Le souscripteur, nommé « contractant » en assurance-vie ou « preneur d’assurance » (policy holder) en droit communautaire, est la partie au contrat qui signe les documents contractuels et qui s’engage au paiement des primes.

L’assuré

Contrat d'assurance : Définition

L’assuré est la personne sur la tête (en assurance-vie) ou sur les intérêts (assurance dommage) de qui pèse le risque assuré. Il ne s’agit pas nécessairement du souscripteur du contrat, car l’assurance a pu être contractée par un tiers pour son compte (cas de « l’assurance pour le compte de qui il appartiendra », par exemple).

Les tiers bénéficiaires

Contrat d'assurance : Définition

Les tiers bénéficiaires sont les personnes qui n’ont eu aucun contact direct avec l’assureur avant la survenance d’un sinistre, mais qui bénéficient des prestations de l’assureur après la réalisation dudit sinistre.

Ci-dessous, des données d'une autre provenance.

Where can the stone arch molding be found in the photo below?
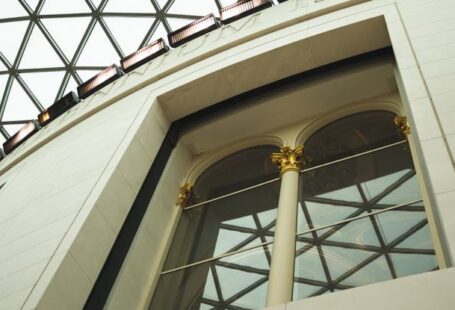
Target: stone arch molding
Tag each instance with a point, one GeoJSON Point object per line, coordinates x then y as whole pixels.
{"type": "Point", "coordinates": [391, 104]}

On distingue deux grands types de tiers bénéficiaires :

1) Les créanciers privilégiés

Ce sont les créanciers qui bénéficient d’un privilège, comme par exemple l’expert d’assuré lorsqu’il a fait signer à son client une délégation d’honoraires, ou bien le propriétaire d’un immeuble donné en location ou le voisin (en cas d’assurance du risque locatif ou du recours du voisin) bénéficiant d’un privilège sur les meubles garnissant le bien.

2) Les victimes en assurance de responsabilité

L’assureur ne peut payer à un autre que le tiers lésé tout ou partie de la somme due par lui, tant que ce tiers n’a pas été désintéressé.

L’article L 124-3 du Code des Assurances, ainsi que la jurisprudence, donnent à la victime d’un dommage un droit d’action directe à l’encontre de l’assureur et du responsable assuré.